Majority of the time, I find myself in agreement with others that coding is pretty much over our heads. Personally, I have had little experience in how programming and coding works, and therefore I have found it difficult to include it in my teaching. However, during internship, I introduced my grade 6 and 7 students to Scratch, a website designed to allow “young people learn to think creatively, reason systematically, and work collaboratively.” Students can create their own games, animations, stories, and/or explore creations made by others. I had previously explored Scratch and had attempted to code my own animation as part of ECMP 355, but I still felt pretty anxious regarding how to bring it into the classroom. I approached a group of students that I felt would be interested and engaged in exploring what Scratch has to offer, and I am glad I did. Until the end of my internship, they continuously wanted to be working on their coding creations during any spare minute they had. I loved seeing the genuine enjoyment and love for the experience when they were coding. I eventually decided to introduce the website to the whole class and was surprised to see that majority of the students were excited about it.
— Marissa Livingstone (@ED_MissL) October 28, 2015
But still, why does the idea of teaching coding bring up such anxiety and/or lack of comfortability?
- Lydia found Hour of Code to be a great tool for learning the process of coding, but is still unsure of the benefit of bringing it into classrooms at the secondary level
- Matthew states he was anxious just thinking about exploring the process on his own
- Rheanne has a great post on the potential for integrating coding into teaching and recommended a great tool called Sphero, but she also states that she initially had little desire to learn about coding.
- Brea offers some great points regarding the potential mistakes teachers can make – don’t just teach code for the sake of teaching code, there needs to be some focus on how it can benefit student learning and experience. Although I agree with this, I think this perspective could make teachers avoid it completely due to a lack of knowledge and/or experience.
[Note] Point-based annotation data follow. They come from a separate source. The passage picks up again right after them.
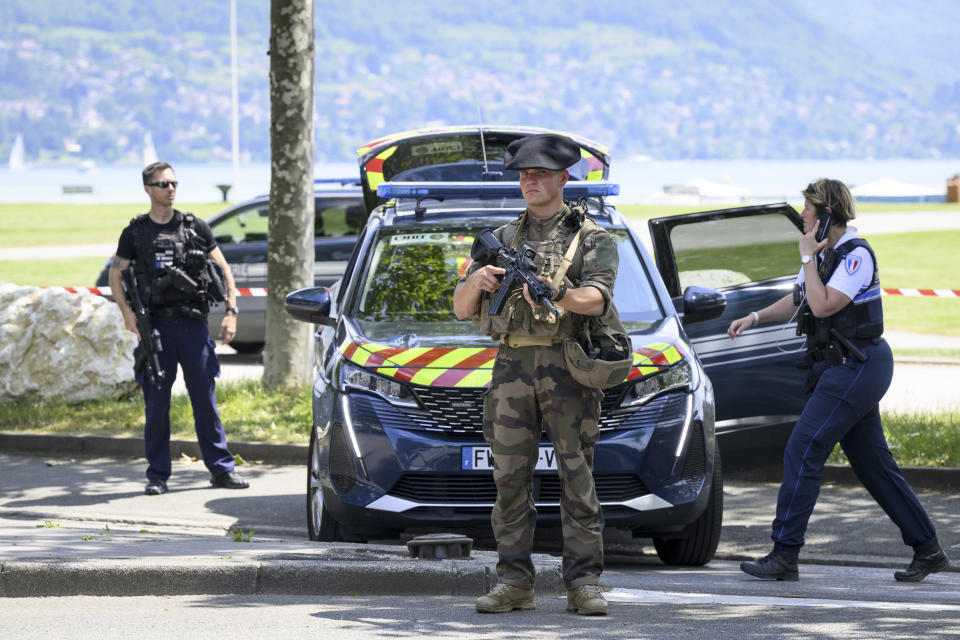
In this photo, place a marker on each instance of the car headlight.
(679, 376)
(352, 377)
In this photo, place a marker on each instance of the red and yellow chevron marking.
(375, 168)
(427, 366)
(473, 366)
(653, 357)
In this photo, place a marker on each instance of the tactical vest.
(172, 270)
(518, 318)
(861, 321)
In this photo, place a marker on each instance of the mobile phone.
(824, 214)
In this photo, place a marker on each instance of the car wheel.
(702, 536)
(246, 347)
(321, 525)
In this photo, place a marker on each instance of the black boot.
(776, 565)
(923, 564)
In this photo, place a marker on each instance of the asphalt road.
(639, 615)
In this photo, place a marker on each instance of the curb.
(201, 576)
(128, 447)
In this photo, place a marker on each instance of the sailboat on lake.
(149, 151)
(17, 162)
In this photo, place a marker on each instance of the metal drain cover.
(438, 546)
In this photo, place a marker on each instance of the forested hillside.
(699, 79)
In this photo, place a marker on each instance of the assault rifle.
(149, 338)
(520, 271)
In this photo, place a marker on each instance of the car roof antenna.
(487, 175)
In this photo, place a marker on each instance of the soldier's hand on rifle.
(486, 278)
(526, 292)
(130, 322)
(228, 328)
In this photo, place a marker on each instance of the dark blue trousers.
(187, 342)
(844, 408)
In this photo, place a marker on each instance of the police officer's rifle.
(150, 345)
(520, 268)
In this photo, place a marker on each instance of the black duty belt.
(177, 312)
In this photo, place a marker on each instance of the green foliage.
(413, 281)
(919, 439)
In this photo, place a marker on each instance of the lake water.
(640, 181)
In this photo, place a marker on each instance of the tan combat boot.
(587, 600)
(504, 597)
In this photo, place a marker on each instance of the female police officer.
(837, 297)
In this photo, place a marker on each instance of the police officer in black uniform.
(837, 299)
(163, 246)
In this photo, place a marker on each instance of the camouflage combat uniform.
(532, 390)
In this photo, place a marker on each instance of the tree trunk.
(288, 352)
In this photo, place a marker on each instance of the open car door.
(750, 255)
(459, 154)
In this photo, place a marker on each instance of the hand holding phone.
(824, 215)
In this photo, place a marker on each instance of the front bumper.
(652, 472)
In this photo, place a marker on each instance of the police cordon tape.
(259, 292)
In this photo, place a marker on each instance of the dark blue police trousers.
(188, 342)
(844, 408)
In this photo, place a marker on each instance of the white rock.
(57, 345)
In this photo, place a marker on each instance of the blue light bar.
(341, 181)
(573, 189)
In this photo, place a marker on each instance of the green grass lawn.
(30, 225)
(253, 414)
(66, 272)
(248, 411)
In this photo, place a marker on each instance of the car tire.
(246, 347)
(702, 536)
(321, 525)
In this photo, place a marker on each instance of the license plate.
(481, 458)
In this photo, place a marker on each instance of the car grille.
(474, 488)
(459, 412)
(453, 410)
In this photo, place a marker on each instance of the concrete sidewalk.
(75, 525)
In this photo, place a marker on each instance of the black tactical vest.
(172, 269)
(861, 320)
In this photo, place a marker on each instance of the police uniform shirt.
(126, 247)
(854, 274)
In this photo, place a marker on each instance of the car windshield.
(410, 277)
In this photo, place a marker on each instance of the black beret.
(542, 151)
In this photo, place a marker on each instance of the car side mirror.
(701, 303)
(310, 305)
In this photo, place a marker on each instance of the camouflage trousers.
(530, 385)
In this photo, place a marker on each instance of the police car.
(241, 233)
(396, 439)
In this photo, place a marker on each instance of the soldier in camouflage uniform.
(532, 388)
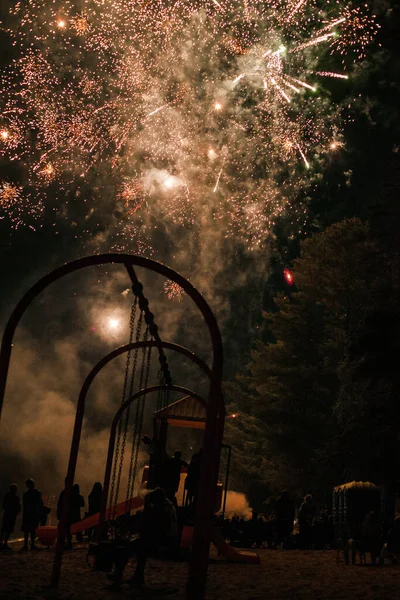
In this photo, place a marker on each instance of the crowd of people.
(34, 512)
(282, 528)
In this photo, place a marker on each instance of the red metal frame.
(215, 413)
(113, 433)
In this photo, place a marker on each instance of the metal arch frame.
(215, 414)
(113, 432)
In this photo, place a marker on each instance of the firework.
(173, 291)
(190, 109)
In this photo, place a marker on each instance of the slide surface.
(112, 512)
(50, 533)
(230, 553)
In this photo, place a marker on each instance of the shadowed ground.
(290, 575)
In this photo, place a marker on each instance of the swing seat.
(102, 556)
(47, 535)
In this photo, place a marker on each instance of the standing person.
(94, 503)
(284, 512)
(74, 512)
(306, 517)
(173, 469)
(193, 478)
(77, 502)
(158, 529)
(11, 507)
(31, 510)
(371, 540)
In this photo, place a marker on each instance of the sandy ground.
(281, 575)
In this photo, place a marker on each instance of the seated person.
(157, 529)
(371, 535)
(392, 547)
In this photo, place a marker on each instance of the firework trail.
(193, 110)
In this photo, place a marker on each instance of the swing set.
(126, 431)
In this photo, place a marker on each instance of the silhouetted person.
(11, 507)
(173, 469)
(158, 528)
(74, 512)
(193, 478)
(32, 508)
(94, 498)
(284, 511)
(306, 517)
(77, 503)
(94, 503)
(393, 543)
(371, 535)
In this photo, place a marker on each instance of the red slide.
(230, 553)
(116, 511)
(48, 535)
(223, 548)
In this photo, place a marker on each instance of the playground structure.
(203, 530)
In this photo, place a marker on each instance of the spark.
(173, 291)
(314, 41)
(217, 182)
(331, 74)
(157, 110)
(79, 105)
(303, 157)
(238, 78)
(304, 84)
(114, 324)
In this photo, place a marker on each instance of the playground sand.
(289, 575)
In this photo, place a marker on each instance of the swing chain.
(141, 415)
(127, 368)
(122, 454)
(136, 430)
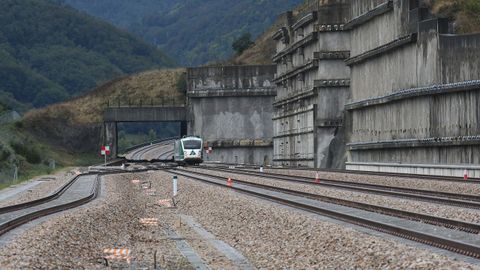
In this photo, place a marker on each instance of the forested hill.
(49, 52)
(194, 32)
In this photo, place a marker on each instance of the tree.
(242, 43)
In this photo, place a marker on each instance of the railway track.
(80, 190)
(461, 200)
(447, 223)
(400, 175)
(459, 242)
(141, 153)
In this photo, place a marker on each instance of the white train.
(189, 150)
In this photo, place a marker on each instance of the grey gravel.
(48, 185)
(418, 183)
(452, 212)
(268, 235)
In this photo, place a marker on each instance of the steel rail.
(433, 220)
(15, 222)
(43, 200)
(138, 154)
(471, 180)
(463, 200)
(432, 240)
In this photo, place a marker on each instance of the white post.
(15, 173)
(175, 186)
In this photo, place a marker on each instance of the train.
(188, 150)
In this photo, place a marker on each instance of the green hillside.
(49, 53)
(194, 32)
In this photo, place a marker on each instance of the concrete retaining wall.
(423, 169)
(413, 98)
(232, 103)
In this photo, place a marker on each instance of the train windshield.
(192, 144)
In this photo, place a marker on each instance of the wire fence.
(147, 102)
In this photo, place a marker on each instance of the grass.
(148, 86)
(19, 144)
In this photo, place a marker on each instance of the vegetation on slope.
(70, 132)
(194, 32)
(49, 53)
(76, 124)
(32, 156)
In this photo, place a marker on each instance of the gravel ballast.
(270, 236)
(275, 237)
(48, 185)
(451, 212)
(417, 183)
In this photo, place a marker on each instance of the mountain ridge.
(49, 53)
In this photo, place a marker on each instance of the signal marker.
(317, 178)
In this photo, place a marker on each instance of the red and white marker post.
(105, 151)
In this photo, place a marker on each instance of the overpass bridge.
(114, 115)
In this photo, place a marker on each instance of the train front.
(192, 150)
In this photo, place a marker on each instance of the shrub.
(242, 43)
(30, 153)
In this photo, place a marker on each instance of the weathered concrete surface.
(405, 105)
(113, 115)
(233, 104)
(313, 86)
(229, 77)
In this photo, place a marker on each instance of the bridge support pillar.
(111, 137)
(184, 129)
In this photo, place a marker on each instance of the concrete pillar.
(111, 137)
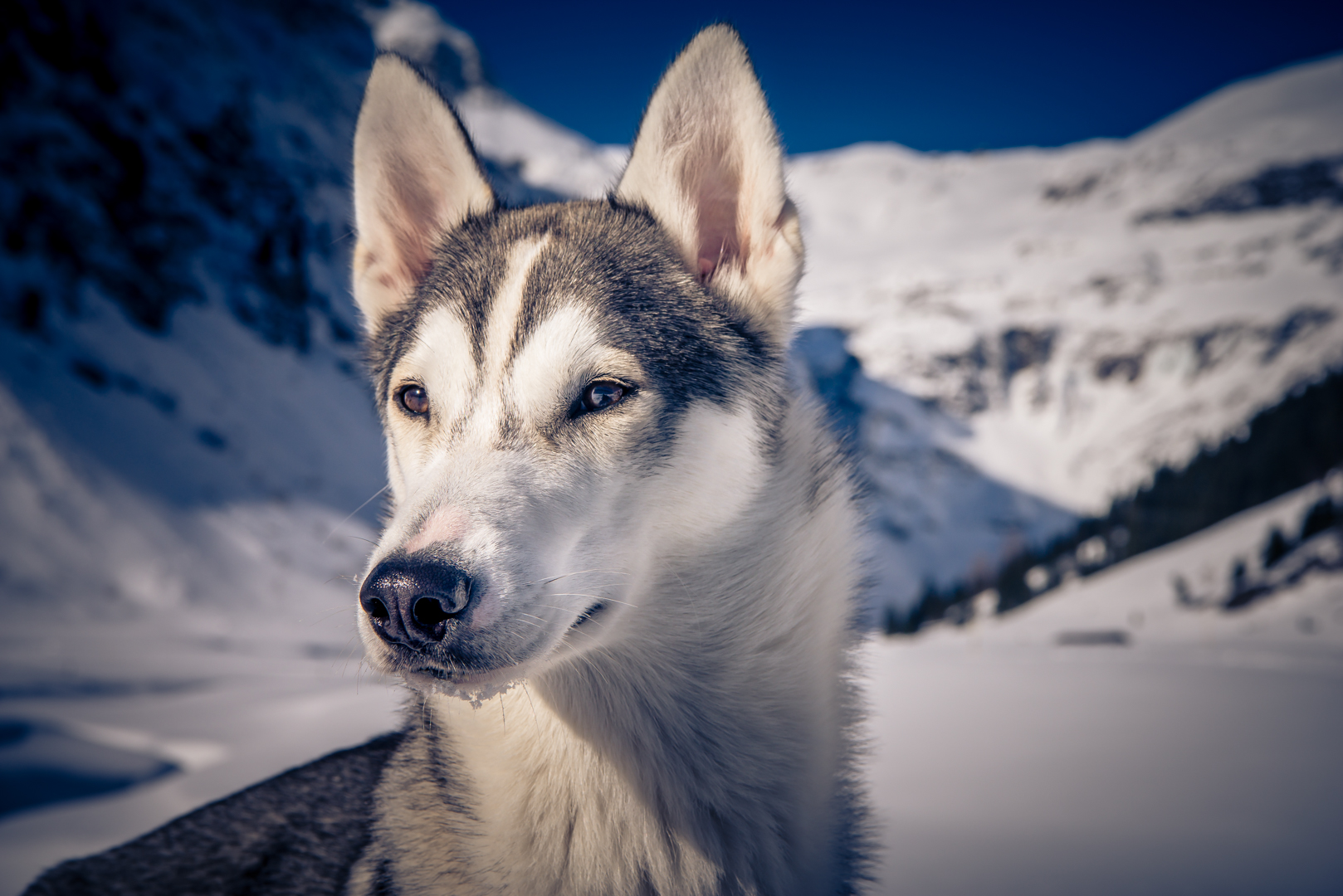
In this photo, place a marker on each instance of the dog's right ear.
(415, 178)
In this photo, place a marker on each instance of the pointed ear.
(415, 178)
(708, 165)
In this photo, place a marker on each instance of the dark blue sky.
(931, 75)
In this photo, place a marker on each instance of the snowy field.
(1201, 755)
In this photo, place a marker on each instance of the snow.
(1202, 757)
(176, 507)
(1023, 292)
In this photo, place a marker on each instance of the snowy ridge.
(1086, 309)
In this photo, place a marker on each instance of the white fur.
(692, 738)
(414, 179)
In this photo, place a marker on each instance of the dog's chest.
(485, 804)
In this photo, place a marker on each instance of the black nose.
(411, 601)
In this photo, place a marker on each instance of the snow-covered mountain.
(1097, 310)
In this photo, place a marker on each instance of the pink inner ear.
(713, 192)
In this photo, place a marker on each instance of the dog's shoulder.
(295, 833)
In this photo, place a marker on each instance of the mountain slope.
(1097, 310)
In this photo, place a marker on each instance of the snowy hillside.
(1111, 739)
(1096, 310)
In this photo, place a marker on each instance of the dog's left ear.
(415, 179)
(708, 164)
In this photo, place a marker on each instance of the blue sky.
(945, 75)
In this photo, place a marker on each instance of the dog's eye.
(602, 394)
(414, 399)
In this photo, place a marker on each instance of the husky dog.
(622, 553)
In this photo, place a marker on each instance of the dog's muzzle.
(414, 602)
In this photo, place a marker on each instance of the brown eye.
(601, 395)
(414, 399)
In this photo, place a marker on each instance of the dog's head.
(573, 392)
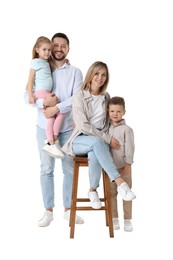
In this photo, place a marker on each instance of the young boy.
(123, 158)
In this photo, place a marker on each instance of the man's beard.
(58, 59)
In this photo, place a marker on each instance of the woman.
(90, 133)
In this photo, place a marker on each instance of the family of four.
(77, 116)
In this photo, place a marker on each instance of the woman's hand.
(50, 111)
(51, 100)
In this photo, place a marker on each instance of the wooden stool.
(80, 161)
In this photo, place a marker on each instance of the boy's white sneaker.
(116, 223)
(125, 192)
(46, 219)
(54, 150)
(128, 225)
(94, 199)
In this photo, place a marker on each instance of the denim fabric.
(47, 164)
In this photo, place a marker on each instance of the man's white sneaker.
(78, 219)
(128, 225)
(125, 192)
(116, 224)
(46, 219)
(53, 150)
(94, 199)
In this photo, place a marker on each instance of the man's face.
(60, 48)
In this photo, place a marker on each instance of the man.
(67, 80)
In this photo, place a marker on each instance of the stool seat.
(82, 161)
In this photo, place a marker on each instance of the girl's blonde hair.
(39, 42)
(93, 69)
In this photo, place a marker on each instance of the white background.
(135, 39)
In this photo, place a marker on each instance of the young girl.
(39, 86)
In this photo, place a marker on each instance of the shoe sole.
(54, 156)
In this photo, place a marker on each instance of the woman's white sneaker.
(125, 192)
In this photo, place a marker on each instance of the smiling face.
(44, 51)
(116, 113)
(60, 48)
(98, 80)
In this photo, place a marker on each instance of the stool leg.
(106, 185)
(73, 201)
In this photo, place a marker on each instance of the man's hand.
(115, 143)
(50, 111)
(51, 100)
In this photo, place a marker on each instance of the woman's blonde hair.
(93, 69)
(39, 42)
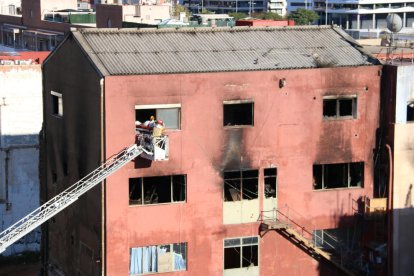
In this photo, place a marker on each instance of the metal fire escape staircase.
(147, 146)
(299, 235)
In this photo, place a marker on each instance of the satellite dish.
(394, 23)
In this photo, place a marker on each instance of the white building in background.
(358, 15)
(364, 14)
(20, 124)
(293, 5)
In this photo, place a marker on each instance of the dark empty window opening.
(241, 252)
(169, 114)
(54, 177)
(57, 104)
(240, 185)
(341, 107)
(410, 112)
(157, 189)
(343, 175)
(238, 113)
(270, 178)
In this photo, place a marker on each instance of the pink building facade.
(242, 144)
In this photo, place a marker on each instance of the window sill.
(238, 126)
(156, 204)
(337, 189)
(344, 118)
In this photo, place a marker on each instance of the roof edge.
(202, 29)
(87, 49)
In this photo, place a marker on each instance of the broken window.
(342, 175)
(158, 258)
(170, 114)
(410, 111)
(157, 189)
(240, 185)
(270, 178)
(241, 252)
(339, 107)
(238, 113)
(57, 104)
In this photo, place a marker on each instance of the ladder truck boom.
(68, 196)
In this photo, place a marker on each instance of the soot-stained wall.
(289, 133)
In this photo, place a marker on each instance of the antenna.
(394, 25)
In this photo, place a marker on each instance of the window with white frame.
(240, 185)
(170, 114)
(270, 178)
(158, 258)
(57, 103)
(157, 189)
(341, 175)
(340, 107)
(241, 252)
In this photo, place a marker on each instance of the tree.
(267, 15)
(303, 16)
(179, 9)
(238, 15)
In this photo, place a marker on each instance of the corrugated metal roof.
(136, 52)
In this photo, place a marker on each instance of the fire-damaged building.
(270, 151)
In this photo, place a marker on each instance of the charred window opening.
(410, 112)
(270, 178)
(339, 107)
(157, 189)
(343, 175)
(238, 113)
(158, 258)
(240, 185)
(54, 177)
(57, 104)
(170, 114)
(241, 252)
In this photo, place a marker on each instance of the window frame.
(237, 102)
(410, 110)
(142, 192)
(171, 246)
(323, 186)
(338, 99)
(163, 106)
(265, 177)
(240, 245)
(241, 183)
(57, 107)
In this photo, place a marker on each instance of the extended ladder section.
(298, 234)
(70, 195)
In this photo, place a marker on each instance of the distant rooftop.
(165, 51)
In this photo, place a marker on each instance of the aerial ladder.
(150, 147)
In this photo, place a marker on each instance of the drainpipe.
(103, 155)
(6, 178)
(6, 168)
(390, 210)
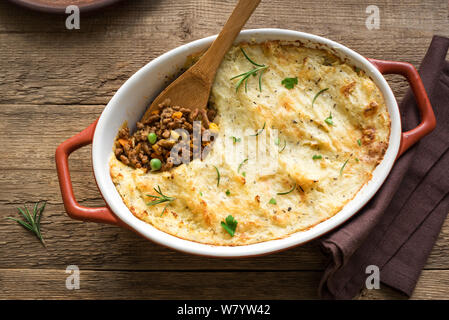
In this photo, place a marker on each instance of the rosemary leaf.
(32, 221)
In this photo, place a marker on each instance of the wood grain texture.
(55, 82)
(94, 284)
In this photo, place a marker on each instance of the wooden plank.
(94, 284)
(98, 246)
(45, 64)
(38, 130)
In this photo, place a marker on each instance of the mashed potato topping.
(326, 128)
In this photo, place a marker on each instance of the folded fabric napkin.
(397, 229)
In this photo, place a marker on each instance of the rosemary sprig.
(260, 131)
(230, 224)
(161, 198)
(218, 176)
(245, 76)
(32, 222)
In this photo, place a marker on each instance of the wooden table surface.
(54, 82)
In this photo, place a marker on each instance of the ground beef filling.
(137, 151)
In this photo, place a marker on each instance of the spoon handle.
(209, 63)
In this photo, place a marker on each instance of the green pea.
(152, 138)
(155, 164)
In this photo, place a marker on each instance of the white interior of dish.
(131, 100)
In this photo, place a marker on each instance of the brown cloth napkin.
(397, 229)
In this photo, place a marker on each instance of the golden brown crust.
(328, 162)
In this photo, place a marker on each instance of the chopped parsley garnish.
(230, 224)
(318, 94)
(245, 76)
(289, 83)
(218, 176)
(285, 144)
(241, 164)
(161, 198)
(278, 142)
(260, 131)
(287, 192)
(344, 165)
(329, 120)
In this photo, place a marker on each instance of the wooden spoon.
(192, 89)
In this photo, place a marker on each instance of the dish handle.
(428, 121)
(72, 207)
One option of helping to alleviate stress and anxiety related to understanding the basics of coding is to participate in the Hour of Code.
Hour of Code simplifies basic coding practices and anyone would be able to participate in the experience. I found it beneficial in furthering my understanding of basic coding principles, and although I found that many times I actually coded more lines than were needed (i.e. 11/9 lines of code), I still completed each step. Take a look at my screencast showing the final step of the hour.
Do you think Hour of Code has made you feel more comfortable with teaching coding? Are you still unsure of the benefits? Tell me what you think.